How do parasites invade their vector hosts? A genetic association Study

Date Published March 15, 2026

West Basic Sciences and Genetics
Identifying two snail genomic regions linked to resistance, guiding vector-focused schistosomiasis control strategies.
This genome-wide association study (GWAS) aimed to investigate how schistosome parasites interact with and are resisted by their African snail vectors, with the goal of informing novel vector-focused interventions to interrupt transmission to humans. Schistosomiasis remains a major global health burden transmitted by freshwater snails, and current control strategies dominated by mass drug administration (MDA) of praziquantel are insufficient to interrupt transmission because treated people are rapidly reinfected from environmental reservoirs. Recognizing the potential of targeting snail vectors, Steinauer and the research team sampled Biomphalaria sudanica snails from a Kenyan endemic area of high transmission and exposed them to Schistosoma mansoni to identify genetic loci associated with resistance.

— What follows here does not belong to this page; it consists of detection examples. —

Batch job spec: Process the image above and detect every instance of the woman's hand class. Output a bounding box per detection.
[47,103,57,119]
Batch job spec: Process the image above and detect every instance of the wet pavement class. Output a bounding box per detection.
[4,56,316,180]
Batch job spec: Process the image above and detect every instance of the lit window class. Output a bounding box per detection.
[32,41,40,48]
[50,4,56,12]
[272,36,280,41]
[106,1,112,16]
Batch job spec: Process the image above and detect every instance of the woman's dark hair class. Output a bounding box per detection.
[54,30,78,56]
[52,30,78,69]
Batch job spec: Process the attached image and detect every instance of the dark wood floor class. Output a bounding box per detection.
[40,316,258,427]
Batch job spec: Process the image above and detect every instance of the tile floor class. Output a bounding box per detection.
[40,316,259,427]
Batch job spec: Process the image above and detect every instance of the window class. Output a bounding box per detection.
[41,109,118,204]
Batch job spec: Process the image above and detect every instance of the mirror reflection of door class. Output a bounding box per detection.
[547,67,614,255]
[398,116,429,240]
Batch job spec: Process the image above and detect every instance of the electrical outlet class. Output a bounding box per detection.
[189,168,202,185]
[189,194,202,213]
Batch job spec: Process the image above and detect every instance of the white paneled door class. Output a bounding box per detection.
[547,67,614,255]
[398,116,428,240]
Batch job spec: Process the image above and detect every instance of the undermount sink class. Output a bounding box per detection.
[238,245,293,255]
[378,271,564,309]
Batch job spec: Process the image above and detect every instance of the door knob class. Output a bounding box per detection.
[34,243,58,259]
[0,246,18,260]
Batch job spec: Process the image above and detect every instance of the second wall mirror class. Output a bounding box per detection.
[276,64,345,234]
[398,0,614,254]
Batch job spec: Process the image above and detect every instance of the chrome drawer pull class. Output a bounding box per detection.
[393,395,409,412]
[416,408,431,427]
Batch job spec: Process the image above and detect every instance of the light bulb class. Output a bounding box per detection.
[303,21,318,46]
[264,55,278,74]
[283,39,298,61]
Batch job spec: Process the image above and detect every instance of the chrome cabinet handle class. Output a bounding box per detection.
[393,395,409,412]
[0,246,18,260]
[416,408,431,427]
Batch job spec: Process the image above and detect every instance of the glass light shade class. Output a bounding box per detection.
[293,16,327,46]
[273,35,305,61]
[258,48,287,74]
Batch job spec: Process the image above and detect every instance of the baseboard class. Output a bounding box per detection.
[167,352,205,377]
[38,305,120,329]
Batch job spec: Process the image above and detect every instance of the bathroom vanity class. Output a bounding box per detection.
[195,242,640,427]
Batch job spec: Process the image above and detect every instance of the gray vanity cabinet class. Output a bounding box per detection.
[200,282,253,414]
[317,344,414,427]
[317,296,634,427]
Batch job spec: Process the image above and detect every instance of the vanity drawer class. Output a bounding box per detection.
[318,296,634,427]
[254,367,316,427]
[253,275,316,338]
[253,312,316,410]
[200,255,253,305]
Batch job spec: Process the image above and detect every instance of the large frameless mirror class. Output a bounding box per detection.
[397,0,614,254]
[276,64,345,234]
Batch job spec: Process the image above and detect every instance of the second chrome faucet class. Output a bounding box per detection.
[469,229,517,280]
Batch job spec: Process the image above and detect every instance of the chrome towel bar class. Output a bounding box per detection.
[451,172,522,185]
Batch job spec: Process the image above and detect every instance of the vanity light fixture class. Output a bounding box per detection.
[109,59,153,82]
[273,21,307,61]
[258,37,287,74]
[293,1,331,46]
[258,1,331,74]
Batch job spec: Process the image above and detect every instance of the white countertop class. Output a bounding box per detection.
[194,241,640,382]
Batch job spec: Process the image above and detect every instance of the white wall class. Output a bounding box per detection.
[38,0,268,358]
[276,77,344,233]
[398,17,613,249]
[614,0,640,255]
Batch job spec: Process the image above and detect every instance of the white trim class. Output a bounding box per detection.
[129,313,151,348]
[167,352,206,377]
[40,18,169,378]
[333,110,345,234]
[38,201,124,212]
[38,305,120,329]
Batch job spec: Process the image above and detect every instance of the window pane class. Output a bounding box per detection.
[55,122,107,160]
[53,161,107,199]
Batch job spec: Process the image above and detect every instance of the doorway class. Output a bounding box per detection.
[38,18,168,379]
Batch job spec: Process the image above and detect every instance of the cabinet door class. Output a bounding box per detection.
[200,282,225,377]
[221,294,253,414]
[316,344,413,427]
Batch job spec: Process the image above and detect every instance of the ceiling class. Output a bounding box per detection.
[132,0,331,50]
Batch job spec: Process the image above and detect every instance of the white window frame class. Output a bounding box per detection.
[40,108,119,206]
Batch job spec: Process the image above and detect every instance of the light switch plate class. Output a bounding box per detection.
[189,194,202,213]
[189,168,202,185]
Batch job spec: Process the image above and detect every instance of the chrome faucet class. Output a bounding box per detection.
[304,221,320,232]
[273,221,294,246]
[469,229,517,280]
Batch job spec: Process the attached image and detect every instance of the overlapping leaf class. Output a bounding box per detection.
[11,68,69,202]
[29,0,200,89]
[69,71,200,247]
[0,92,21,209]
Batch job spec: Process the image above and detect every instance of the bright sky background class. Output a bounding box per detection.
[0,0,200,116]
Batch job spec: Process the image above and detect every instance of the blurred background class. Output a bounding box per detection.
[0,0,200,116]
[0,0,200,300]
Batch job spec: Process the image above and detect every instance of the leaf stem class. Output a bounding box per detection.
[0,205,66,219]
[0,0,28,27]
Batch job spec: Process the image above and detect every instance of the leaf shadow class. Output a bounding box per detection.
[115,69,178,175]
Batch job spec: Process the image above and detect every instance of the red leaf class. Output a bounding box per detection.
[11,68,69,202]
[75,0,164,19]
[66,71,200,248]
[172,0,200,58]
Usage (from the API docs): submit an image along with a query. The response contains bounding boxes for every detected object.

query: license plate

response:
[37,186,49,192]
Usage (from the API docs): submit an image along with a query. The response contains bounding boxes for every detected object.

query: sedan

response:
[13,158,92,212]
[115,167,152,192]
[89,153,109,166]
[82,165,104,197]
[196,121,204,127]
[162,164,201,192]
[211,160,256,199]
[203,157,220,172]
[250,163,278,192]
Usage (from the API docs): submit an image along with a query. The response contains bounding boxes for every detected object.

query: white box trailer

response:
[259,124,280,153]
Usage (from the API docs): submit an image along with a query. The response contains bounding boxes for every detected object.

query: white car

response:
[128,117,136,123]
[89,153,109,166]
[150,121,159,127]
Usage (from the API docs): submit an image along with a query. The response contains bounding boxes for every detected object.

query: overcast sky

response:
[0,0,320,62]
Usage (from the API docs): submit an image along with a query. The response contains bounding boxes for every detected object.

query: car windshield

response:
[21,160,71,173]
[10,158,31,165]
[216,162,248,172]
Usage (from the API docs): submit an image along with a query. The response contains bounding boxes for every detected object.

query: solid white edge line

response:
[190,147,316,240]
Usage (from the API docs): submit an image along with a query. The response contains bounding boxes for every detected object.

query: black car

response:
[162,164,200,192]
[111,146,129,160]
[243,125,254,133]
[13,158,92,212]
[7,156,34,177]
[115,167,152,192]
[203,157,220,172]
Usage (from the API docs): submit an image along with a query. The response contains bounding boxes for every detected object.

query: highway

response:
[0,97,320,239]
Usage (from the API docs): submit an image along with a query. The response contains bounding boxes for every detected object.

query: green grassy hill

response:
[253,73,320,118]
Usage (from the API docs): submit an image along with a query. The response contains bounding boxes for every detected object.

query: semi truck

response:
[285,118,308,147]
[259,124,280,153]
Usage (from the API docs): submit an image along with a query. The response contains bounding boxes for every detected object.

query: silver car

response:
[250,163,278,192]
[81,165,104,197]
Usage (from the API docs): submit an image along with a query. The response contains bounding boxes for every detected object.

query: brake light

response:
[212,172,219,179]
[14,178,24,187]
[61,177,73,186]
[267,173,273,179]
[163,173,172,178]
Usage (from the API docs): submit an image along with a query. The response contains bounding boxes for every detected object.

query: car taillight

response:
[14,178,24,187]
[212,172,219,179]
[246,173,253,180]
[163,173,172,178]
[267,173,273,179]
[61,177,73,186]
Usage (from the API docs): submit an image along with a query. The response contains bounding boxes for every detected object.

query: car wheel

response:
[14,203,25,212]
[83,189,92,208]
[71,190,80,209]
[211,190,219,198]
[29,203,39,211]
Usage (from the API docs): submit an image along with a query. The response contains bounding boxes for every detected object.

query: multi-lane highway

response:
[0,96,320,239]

The GWAS identified two genomic regions, termed SudRes1 and SudRes2, that are significantly associated with snail resistance to schistosome infection. SudRes1 contains receptor-like protein tyrosine phosphatases, and SudRes2 contains a class of leucine-rich repeat-containing G-protein coupled receptors. Both regions encode diverse extracellular binding domains consistent with roles in host–pathogen interactions. The study found that resistant and susceptible haplotypes differ by numerous coding changes, including presence or absence of entire genes, suggesting large-effect structural variation underlies compatibility differences. Importantly, loci previously implicated in schistosome resistance in a neotropical snail species showed no association in this African vector, indicating that genetic mechanisms of resistance differ across vector species and geographies. The authors also observed that snail ancestry was strongly correlated with parasite compatibility, emphasizing the influence of population genetic structure on transmission dynamics and resistance.

By pinpointing specific genomic regions and classes of immune-related genes associated with resistance, Steinauer's work provides tangible targets for monitoring and potentially manipulating snail populations. The identified receptor-like phosphatases and leucine-rich repeat GPCRs are plausible mediators of parasite recognition and immune response, and their variant forms in resistant snails could be leveraged to predict compatibility patterns in the field. These findings create opportunities to develop genetic or ecological strategies that increase the frequency of resistant alleles in wild snail populations, or to design interventions that mimic or enhance natural snail immunity, thereby reducing cercarial release and human reinfection rates.

Steinauer and collaborators frame their results as foundational for future efforts to predict and manipulate immunity in a major schistosome vector. The discovery that African vector resistance loci are distinct from those in neotropical snails underscores the need for region- and species-specific genomic surveillance and intervention design. Overall, this GWAS advances understanding of the molecular basis of vector competence, highlights specific genetic targets (SudRes1 and SudRes2) for further functional study, and supports a shift toward integrating vector genomics into comprehensive schistosomiasis control programs aimed at interrupting transmission rather than solely treating infections.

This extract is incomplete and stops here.